The task force that mandated preventive HIV drug coverage, which self-insured Christian employer said made it "complicit in facilitating homosexual behavior," was constitutionally appointed even without accountability to president, 6-3 court says.

Published: June 27, 2025 11:46am

In a major boon for unelected bureaucrats across the federal government, the Supreme Court upheld the constitutionality of the U.S. Preventive Services Task Force's former method of appointing its members, even though they weren't appointed by or answerable to the president, and hence the enforceability of their HIV drug insurance mandate.

"The Task Force members are removable at will" by the secretary of health and human services "and their recommendations are reviewable by the Secretary before they take effect," meaning they are "supervised and directed by the Secretary, who in turn answers to the President, preserving the chain of command in Article II," Justice Brett Kavanaugh wrote for the majority in the 6-3 opinion, which split the high court's conservatives.
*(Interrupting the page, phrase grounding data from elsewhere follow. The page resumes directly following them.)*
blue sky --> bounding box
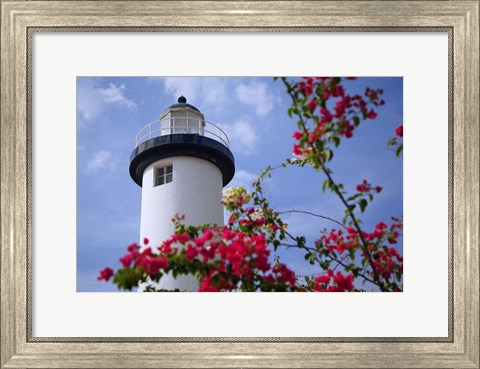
[76,77,403,292]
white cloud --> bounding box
[228,169,257,189]
[77,79,103,121]
[77,79,137,121]
[235,81,275,117]
[86,150,114,172]
[221,118,258,155]
[98,83,137,110]
[153,77,228,109]
[149,77,277,118]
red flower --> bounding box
[366,109,378,119]
[178,232,190,243]
[346,227,356,234]
[203,229,213,241]
[320,107,333,123]
[119,252,135,268]
[396,124,403,137]
[127,243,139,252]
[199,273,220,292]
[293,145,303,156]
[98,267,114,281]
[356,180,371,192]
[143,237,149,245]
[138,255,169,276]
[185,244,199,259]
[334,100,346,118]
[292,131,303,140]
[375,221,388,230]
[299,81,313,96]
[307,99,317,112]
[316,274,330,284]
[222,228,236,240]
[332,272,354,291]
[332,85,345,97]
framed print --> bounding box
[1,1,478,368]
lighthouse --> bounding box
[129,96,235,291]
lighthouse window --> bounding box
[154,164,173,187]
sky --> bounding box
[76,77,403,292]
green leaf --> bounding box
[353,116,360,127]
[322,179,329,193]
[287,107,296,118]
[324,149,333,162]
[359,199,368,213]
[320,260,331,270]
[347,193,361,202]
[296,236,306,247]
[395,145,403,157]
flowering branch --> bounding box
[280,77,388,290]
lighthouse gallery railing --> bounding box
[134,116,230,149]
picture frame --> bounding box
[1,1,478,368]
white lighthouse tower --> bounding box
[129,96,235,291]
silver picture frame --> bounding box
[1,1,478,368]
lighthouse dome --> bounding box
[165,95,200,112]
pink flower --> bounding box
[316,274,330,284]
[119,252,135,268]
[222,228,236,240]
[307,99,317,112]
[293,145,303,156]
[346,227,356,234]
[178,232,190,243]
[320,107,333,123]
[98,267,114,281]
[138,255,169,276]
[185,244,199,260]
[127,243,139,252]
[356,180,371,192]
[334,100,346,118]
[366,109,378,119]
[203,229,213,241]
[332,85,345,97]
[396,124,403,137]
[332,272,354,291]
[299,81,313,96]
[292,131,303,140]
[375,221,388,230]
[198,273,220,292]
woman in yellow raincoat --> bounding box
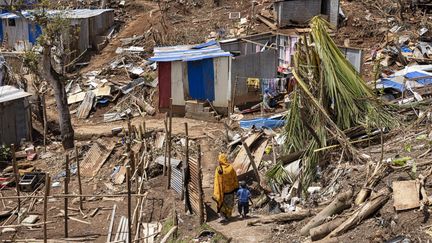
[213,153,239,222]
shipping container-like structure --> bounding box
[0,9,114,63]
[0,85,32,145]
[149,41,232,115]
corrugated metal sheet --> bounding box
[170,166,183,195]
[171,61,186,106]
[339,47,363,73]
[0,97,31,145]
[0,85,31,103]
[0,9,114,20]
[187,59,215,101]
[213,57,230,107]
[231,49,278,104]
[188,157,203,217]
[275,0,322,27]
[149,40,231,62]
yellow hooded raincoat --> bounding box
[213,153,239,217]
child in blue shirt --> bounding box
[237,181,252,219]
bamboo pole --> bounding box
[126,166,132,243]
[197,145,204,224]
[42,94,47,152]
[11,144,21,213]
[75,147,83,211]
[64,155,69,238]
[43,173,51,243]
[163,115,168,176]
[167,98,173,189]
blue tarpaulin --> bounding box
[240,117,286,129]
[405,71,432,85]
[379,78,405,92]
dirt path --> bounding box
[208,216,271,242]
[74,116,224,139]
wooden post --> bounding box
[167,98,173,190]
[64,155,69,238]
[75,147,83,211]
[241,137,261,182]
[43,173,50,243]
[182,123,189,202]
[163,115,168,176]
[126,166,132,243]
[197,145,204,224]
[42,94,47,152]
[11,144,21,213]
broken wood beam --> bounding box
[11,144,21,213]
[247,210,312,226]
[256,14,277,30]
[167,98,173,190]
[43,173,51,243]
[326,187,391,239]
[64,155,70,238]
[310,217,347,241]
[106,204,117,243]
[75,147,83,211]
[241,137,261,183]
[126,166,132,242]
[160,226,179,243]
[300,188,353,236]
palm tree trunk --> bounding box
[42,47,74,149]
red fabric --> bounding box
[158,62,171,109]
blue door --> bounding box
[187,59,215,101]
[28,24,42,44]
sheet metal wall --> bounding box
[187,157,204,220]
[170,166,183,195]
[171,61,186,106]
[231,50,278,104]
[274,0,323,27]
[2,18,29,49]
[0,99,31,145]
[213,57,231,108]
[322,0,340,26]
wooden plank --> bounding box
[81,140,115,177]
[77,91,95,119]
[232,133,264,175]
[393,180,420,211]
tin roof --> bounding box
[149,40,232,62]
[0,85,32,103]
[0,9,113,20]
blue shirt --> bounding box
[237,188,251,203]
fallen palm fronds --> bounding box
[268,16,397,190]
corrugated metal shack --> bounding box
[220,31,362,106]
[0,9,114,62]
[274,0,340,27]
[0,85,32,145]
[149,40,232,115]
[220,33,279,106]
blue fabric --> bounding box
[28,23,42,44]
[192,40,217,49]
[405,71,432,85]
[240,117,285,129]
[401,46,412,53]
[237,188,251,203]
[187,59,215,101]
[379,79,405,92]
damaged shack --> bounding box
[0,85,32,145]
[149,40,232,117]
[0,9,114,64]
[274,0,340,27]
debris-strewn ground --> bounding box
[5,0,432,243]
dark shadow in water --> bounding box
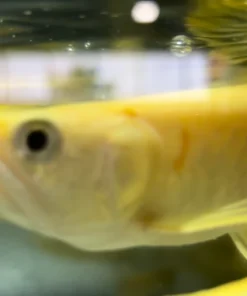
[0,222,246,296]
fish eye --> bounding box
[26,129,49,152]
[13,120,61,161]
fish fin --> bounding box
[230,229,247,261]
[165,277,247,295]
[181,199,247,233]
[33,235,87,260]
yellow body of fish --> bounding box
[1,85,247,294]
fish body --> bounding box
[0,85,247,253]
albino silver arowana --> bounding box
[0,85,247,295]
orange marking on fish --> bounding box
[173,129,189,173]
[135,208,160,229]
[123,108,137,117]
[135,208,180,231]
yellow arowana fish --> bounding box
[1,85,247,294]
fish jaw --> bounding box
[0,142,58,236]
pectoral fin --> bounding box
[181,199,247,233]
[166,277,247,296]
[230,229,247,261]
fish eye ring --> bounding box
[12,120,61,161]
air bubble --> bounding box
[170,35,193,57]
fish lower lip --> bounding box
[0,150,55,234]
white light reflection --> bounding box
[23,10,32,16]
[84,42,91,49]
[131,1,160,24]
[67,44,75,52]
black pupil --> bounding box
[26,130,49,153]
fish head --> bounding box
[0,103,159,246]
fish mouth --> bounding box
[0,145,56,237]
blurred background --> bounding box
[0,0,222,104]
[0,0,245,296]
[0,51,207,103]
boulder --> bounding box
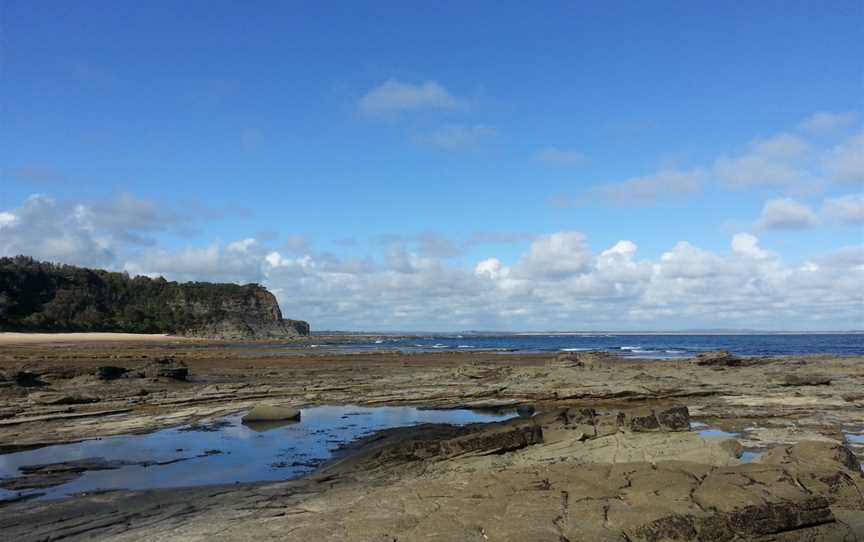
[242,405,301,423]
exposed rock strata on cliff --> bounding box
[0,256,309,339]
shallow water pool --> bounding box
[0,405,516,501]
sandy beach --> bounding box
[0,332,185,345]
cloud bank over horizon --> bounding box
[2,191,861,332]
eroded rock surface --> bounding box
[1,408,859,541]
[0,343,862,540]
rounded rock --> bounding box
[241,405,301,423]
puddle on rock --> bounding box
[845,432,864,445]
[693,423,762,462]
[697,428,740,439]
[0,405,516,502]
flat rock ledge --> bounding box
[0,405,861,541]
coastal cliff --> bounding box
[0,256,309,339]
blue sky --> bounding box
[1,1,863,330]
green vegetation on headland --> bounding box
[0,256,309,338]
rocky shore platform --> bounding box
[0,341,862,540]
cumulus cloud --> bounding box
[822,193,864,225]
[598,170,703,206]
[0,195,116,267]
[731,233,771,259]
[516,232,592,278]
[414,124,496,150]
[536,147,586,166]
[824,132,864,183]
[358,80,460,116]
[2,193,862,330]
[757,198,819,230]
[0,212,18,229]
[799,111,859,135]
[125,240,268,284]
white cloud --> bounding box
[824,132,864,183]
[799,111,859,135]
[0,195,115,267]
[599,170,703,206]
[757,198,819,230]
[0,212,18,229]
[714,133,818,191]
[516,232,592,279]
[2,193,862,330]
[536,147,586,166]
[731,233,771,259]
[822,193,864,225]
[474,258,508,280]
[414,124,496,150]
[358,80,460,116]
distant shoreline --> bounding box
[315,331,864,336]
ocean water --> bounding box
[309,333,864,359]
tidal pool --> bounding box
[0,405,516,501]
[693,424,762,463]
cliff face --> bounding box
[168,285,310,339]
[0,256,310,339]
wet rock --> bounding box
[28,392,100,405]
[0,458,137,490]
[616,406,691,433]
[379,421,543,462]
[96,366,130,380]
[515,404,535,417]
[694,351,741,367]
[622,407,661,432]
[144,357,189,381]
[655,405,691,431]
[556,351,618,367]
[242,405,301,423]
[782,373,832,386]
[12,371,45,388]
[179,419,233,432]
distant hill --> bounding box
[0,256,309,339]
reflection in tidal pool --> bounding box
[0,405,516,501]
"Therefore, under Article II and this Court’s precedents, the Task Force members are inferior officers" and the secretary's appointment of them "is consistent with the Appointments Clause," he wrote.

Self-insured Christian employer "Braidwood’s interpretation would create a bizarre scheme where Congress was entirely indifferent about who would appoint members making legally binding healthcare recommendations," the opinion said

Supporters of Braidwood, which said the mandate made it "complicit in facilitating homosexual behavior," said upholding the task force structure would further empower unaccountable bureaucrats and weaken Congress.

"At the beginning of this suit, a subordinate official within the Department of Health and Human Services (HHS) had for years appointed the Task Force’s members," said the dissent by Justice Clarence Thomas, joined by justices Samuel Alito and Neil Gorsuch.

"Everyone now agrees that this practice was unlawful. Everyone further agrees that no one statute provides for a department head to appoint the Task Force’s members," Thomas wrote. 

"But, rather than accept that the default mode of appointment applies, the Government invented a new theory on appeal, arguing that the combination of two ambiguously worded statutes enacted decades apart establishes that the Secretary of HHS can appoint the Task Force’s members," the dissent says.

While the case should have returned to lower court to evaluate this "new theory," if SCOTUS must decide it, "I do not see how Congress has spoken with the clarity needed to depart from the default rule," which the majority treats "as an inconvenient obstacle to be overcome, not a constitutional principle to be honored," Thomas wrote.